Thallius hat gesagt.:


> Sorry, aber das ist simpelster Dreisatz. Das solltest du spätestens seit der 5. Klasse problemlos lösen können.
> 
> Gruss
> 
> Claus


Nein, das ist kein Dreisatz. Das ist zweidimensionale Geometrie und kommt am Gymnasium in der 7. Klasse dran. Dennoch - eigentlich basics.


----------



## eMmiE (20. Jul 2014)

Dann müsste aber der Punkt, wo du hingeklickt hast EXAKT auf der Linie liegen, da aber ein gewisser fehlerwert sicher nicht falsch ist zu berücksichtigen, solltest du besser den Abstand Punkt-Gerade (Lotfußpunktverfahren) anwenden

Bei dem Abstand überprüfst du dann einfach, ob er unter dem Fehlerwert (Daumendurchmesser, wasweisich) liegt und du bekommst heraus, ob der Kreis die Linie schneidet (Mathe Klasse 11/12)

Gruß eMmiE


----------



## Tobse (20. Jul 2014)

eMmiE hat gesagt.:


> Dann müsste aber der Punkt, wo du hingeklickt hast EXAKT auf der Linie liegen


Danach hat er gefragt :O



> da aber ein gewisser fehlerwert sicher nicht falsch ist zu berücksichtigen, solltest du besser den Abstand Punkt-Gerade (Lotfußpunktverfahren) anwenden
> 
> Bei dem Abstand überprüfst du dann einfach, ob er unter dem Fehlerwert (Daumendurchmesser, wasweisich) liegt und du bekommst heraus, ob der Kreis die Linie schneidet (Mathe Klasse 11/12)
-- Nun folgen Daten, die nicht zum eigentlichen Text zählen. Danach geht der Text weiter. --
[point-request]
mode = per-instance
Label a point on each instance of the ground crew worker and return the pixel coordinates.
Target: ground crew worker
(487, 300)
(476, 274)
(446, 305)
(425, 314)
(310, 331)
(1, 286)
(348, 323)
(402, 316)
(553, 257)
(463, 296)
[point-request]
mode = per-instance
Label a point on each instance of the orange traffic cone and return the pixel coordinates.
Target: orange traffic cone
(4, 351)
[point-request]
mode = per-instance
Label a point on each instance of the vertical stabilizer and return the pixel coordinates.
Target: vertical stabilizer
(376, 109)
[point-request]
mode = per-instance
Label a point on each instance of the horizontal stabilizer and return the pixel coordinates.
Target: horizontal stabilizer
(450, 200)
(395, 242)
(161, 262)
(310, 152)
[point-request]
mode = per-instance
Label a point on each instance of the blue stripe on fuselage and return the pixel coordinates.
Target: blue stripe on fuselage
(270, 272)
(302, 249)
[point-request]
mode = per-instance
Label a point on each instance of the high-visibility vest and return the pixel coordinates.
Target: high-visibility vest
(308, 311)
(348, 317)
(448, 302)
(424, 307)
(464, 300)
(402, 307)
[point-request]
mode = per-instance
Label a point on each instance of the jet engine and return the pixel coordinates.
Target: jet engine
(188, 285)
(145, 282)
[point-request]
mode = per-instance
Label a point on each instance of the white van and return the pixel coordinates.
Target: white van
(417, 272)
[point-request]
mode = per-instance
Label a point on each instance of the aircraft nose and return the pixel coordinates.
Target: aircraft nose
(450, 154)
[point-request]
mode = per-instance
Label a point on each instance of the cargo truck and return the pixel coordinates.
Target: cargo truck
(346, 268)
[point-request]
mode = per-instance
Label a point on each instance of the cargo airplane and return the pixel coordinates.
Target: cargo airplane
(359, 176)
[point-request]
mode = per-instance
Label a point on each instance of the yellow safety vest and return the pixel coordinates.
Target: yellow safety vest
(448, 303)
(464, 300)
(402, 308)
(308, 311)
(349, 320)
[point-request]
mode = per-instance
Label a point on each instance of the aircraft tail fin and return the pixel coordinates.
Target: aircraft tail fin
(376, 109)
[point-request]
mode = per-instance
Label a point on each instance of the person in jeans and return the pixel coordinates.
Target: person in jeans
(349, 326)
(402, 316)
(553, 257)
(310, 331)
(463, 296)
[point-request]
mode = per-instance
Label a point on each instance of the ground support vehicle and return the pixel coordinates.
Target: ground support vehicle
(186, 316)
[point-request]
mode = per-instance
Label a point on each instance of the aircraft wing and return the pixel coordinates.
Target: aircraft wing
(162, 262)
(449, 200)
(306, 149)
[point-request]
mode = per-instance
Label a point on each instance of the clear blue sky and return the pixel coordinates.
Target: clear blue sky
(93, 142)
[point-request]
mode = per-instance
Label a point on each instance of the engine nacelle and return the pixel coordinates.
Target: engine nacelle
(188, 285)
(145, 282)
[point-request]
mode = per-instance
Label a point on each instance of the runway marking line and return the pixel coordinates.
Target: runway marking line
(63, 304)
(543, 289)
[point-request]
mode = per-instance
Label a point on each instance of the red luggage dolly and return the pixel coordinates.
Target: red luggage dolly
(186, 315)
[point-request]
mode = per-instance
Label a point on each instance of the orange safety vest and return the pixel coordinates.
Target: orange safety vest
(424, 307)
Den Lotfußpunkt zu berechnen und dann den Abstand zu ermitteln ist jetzt wirklich nicht ohne für jemaden, der bei einer Punktprobe im Kreis schon nicht erfolgreich war... meinst du es macht Sinn, das jetzt zu erklären? Mir persönlich wäre der Aufwand da etwas überdimensioniert.


----------



## tomovic (20. Jul 2014)

werde dann mal in die Schule gehen.


----------